At first I built it with straight‑up vector math, dot products, and scalar projection to figure out each player’s progress, but that came with some headaches. Every time the track changed, either I or the artist had to drop a bunch of target points and tweak their width to match the track width. Target points only work in straight lines, so on curves, the artists had to spam even more points super close together, which was not exactly efficient.
Scalar projection looked great on paper, but after checking how other games handle ranking, I found a way simpler, cheaper trick: a cumulative‑distance formula. It’s easier to read, lighter to compute, and when I swapped those target points out for Unreal splines, the curve problem just vanished. Now artists can drop a spline in seconds and the system just works, which makes it awesome because they don’t have to worry about map edits in the future or even a completely new map.
Since we were working on a team and I wasn’t the only developer touching the project, I wrapped the whole thing in a clean, component‑based C++ module. We can flip it on or off for debugging, track down issues fast, and keep everyone’s code playing nice together, especially when we were trying to make our weekly test builds.
– Afterward, I made a plugin out of the system as well, feel free to eplore it around and tell me what you think!
it is available on my Github page!
The Mini Map System converts a 3D bounding box into a 2D UI widget that shows the player and opponents’ positions using different icons. This system is made in a way that’s super easy to edit, and when artists want to adjust it, they only need to change the size of the bounding box, instead of messing with numbers or scale values.
The system is also component-based, and I ended up making a plugin out of it later on!
It can even take a picture of your map based on the area covered by the bounding box, and use that to automatically generate a basic texture.
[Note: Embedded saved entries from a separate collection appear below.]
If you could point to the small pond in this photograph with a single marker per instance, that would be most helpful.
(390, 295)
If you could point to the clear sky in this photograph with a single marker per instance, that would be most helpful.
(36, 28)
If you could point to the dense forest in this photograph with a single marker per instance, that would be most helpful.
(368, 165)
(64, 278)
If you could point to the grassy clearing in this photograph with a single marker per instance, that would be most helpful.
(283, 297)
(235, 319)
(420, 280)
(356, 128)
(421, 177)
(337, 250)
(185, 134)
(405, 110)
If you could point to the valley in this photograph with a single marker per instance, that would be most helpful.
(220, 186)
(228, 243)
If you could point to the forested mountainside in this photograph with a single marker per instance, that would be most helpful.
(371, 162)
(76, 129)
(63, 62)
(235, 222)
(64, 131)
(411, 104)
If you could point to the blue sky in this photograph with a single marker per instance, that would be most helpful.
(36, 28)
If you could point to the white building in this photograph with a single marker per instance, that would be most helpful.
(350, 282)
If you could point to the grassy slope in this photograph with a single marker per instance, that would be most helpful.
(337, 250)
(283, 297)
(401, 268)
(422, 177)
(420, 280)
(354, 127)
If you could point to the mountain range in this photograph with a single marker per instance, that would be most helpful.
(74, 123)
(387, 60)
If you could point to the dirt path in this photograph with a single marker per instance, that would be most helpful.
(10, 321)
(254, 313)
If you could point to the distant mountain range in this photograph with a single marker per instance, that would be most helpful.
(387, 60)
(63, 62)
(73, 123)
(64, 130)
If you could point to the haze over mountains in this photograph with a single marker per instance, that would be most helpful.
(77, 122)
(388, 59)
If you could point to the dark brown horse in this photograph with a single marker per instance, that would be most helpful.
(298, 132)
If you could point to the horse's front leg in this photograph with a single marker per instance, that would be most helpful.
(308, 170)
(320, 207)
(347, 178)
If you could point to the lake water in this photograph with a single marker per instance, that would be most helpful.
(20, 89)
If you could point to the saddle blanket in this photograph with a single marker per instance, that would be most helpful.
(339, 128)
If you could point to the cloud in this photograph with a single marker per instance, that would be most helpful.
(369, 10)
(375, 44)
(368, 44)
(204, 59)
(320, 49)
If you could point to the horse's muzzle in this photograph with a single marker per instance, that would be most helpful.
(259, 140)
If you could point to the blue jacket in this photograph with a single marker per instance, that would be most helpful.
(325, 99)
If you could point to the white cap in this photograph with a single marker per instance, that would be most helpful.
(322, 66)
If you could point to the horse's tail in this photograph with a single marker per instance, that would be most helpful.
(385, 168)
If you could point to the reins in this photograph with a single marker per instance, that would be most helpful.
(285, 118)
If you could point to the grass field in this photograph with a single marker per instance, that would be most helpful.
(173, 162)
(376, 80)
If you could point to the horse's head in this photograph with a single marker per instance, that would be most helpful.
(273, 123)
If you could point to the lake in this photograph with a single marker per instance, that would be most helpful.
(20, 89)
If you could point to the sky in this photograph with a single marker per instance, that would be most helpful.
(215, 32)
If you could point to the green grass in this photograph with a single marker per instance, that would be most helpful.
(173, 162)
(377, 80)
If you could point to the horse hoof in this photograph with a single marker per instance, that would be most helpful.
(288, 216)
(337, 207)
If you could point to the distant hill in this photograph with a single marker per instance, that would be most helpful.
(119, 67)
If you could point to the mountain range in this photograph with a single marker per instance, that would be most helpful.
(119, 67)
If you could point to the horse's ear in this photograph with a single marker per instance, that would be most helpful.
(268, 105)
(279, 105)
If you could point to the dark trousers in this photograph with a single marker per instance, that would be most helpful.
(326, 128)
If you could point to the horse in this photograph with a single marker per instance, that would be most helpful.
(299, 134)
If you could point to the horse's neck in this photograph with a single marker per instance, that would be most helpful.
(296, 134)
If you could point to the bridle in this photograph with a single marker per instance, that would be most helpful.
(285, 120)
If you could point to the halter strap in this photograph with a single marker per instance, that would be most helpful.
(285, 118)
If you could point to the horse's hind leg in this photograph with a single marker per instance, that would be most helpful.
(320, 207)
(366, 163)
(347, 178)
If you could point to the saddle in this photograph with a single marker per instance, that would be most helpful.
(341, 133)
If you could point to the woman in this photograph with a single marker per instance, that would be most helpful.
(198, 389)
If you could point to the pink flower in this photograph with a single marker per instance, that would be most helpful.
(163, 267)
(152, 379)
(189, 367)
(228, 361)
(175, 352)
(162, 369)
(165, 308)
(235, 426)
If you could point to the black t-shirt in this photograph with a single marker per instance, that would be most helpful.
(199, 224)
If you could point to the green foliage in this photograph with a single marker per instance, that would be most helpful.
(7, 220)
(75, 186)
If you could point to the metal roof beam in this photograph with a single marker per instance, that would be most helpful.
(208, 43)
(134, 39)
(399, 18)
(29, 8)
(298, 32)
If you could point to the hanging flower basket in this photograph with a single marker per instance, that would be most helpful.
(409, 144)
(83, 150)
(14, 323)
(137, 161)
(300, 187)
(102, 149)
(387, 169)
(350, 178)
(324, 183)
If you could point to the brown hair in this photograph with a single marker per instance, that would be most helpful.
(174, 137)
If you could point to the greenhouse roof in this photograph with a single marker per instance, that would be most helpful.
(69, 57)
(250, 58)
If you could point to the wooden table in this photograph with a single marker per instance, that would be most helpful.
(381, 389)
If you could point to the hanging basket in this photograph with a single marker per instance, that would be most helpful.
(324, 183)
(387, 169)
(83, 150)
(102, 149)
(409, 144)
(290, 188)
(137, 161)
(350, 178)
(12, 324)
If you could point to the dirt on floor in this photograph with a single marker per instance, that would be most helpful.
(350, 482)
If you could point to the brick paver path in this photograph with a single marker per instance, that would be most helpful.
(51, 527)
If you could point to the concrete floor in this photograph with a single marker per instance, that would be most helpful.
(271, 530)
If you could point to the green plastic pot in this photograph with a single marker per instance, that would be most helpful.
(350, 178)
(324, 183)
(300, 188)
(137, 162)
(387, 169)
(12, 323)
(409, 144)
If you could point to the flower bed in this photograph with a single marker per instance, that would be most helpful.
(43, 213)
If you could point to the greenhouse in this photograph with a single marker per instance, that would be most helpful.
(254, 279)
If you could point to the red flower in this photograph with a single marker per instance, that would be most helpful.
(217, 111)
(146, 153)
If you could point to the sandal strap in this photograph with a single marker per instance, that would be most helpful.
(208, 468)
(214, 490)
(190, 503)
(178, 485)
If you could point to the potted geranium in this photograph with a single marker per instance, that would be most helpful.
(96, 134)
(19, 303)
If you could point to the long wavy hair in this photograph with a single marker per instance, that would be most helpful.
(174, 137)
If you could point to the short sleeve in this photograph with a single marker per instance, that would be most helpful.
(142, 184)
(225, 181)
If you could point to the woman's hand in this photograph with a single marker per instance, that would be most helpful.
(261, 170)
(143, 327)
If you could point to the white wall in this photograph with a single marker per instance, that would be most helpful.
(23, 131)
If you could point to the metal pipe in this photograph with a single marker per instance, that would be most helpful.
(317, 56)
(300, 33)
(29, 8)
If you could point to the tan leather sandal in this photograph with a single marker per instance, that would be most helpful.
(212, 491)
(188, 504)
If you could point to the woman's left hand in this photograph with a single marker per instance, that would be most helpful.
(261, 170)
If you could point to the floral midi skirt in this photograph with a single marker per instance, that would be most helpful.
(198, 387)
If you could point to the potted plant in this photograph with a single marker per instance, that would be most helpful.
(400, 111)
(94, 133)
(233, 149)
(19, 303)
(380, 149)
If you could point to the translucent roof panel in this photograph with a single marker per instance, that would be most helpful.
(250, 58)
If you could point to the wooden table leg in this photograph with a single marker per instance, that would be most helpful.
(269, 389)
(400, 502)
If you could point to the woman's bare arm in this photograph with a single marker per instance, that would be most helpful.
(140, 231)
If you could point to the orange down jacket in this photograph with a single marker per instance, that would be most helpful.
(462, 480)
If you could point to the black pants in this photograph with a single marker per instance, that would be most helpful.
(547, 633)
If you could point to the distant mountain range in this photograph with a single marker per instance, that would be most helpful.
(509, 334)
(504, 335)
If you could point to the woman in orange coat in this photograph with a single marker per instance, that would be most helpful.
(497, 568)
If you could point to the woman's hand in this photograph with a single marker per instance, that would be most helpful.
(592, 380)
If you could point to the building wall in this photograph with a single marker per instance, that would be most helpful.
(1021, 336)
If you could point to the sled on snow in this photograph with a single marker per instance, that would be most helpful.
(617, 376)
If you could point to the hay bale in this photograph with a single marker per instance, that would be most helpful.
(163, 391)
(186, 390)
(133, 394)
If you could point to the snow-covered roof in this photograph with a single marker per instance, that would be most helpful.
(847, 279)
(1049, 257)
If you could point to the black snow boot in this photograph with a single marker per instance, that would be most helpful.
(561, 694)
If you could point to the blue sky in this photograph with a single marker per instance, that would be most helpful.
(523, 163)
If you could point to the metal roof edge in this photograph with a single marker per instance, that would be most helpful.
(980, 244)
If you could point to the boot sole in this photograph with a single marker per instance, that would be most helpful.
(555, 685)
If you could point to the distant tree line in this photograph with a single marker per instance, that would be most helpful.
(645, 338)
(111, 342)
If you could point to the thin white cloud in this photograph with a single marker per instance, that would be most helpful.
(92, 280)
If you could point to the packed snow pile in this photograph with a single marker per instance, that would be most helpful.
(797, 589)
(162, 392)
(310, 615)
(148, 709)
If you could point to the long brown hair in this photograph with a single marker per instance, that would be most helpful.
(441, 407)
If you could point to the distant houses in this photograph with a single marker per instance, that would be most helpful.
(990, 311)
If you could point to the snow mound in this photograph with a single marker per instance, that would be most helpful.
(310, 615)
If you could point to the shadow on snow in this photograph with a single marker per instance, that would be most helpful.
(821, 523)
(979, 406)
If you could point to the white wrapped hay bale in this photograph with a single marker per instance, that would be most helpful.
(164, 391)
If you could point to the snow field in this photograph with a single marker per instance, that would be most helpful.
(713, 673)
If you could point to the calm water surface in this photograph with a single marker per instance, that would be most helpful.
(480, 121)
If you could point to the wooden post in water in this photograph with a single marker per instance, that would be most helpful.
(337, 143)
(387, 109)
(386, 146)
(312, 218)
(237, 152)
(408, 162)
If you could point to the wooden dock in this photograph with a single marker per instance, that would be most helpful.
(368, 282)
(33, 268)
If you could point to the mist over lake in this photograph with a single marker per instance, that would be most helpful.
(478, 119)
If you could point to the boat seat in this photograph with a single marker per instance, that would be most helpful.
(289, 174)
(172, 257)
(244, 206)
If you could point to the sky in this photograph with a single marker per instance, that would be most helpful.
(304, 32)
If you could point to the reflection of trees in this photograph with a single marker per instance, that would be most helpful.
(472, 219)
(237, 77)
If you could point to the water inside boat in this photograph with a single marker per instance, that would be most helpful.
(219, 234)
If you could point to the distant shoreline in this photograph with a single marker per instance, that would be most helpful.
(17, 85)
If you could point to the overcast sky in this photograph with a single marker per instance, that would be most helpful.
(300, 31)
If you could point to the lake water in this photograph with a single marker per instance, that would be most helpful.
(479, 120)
This gives artists a quick starting point to work with. In the widget editor, the system also makes sure to always preserve the texture’s aspect ratio, so artists can scale and position the map however they want without distorting it.
This system is mostly implemented using C++ in Unreal Engine, and it fully supports single and multiplayer games.
To give the player a more natural and interesting feel during gameplay, I implemented a physics-based system that dynamically adjusts player speed based on terrain. Players accelerate on slopes and slow down on hills, which adds a layer of realism and strategy to the experience.
To be more accurate, the system gets the surface normal and compares it with the world up direction using the dot product, to calculate how much the player’s speed should increase or decrease. It also uses the cross product to recognize when the player is turning around.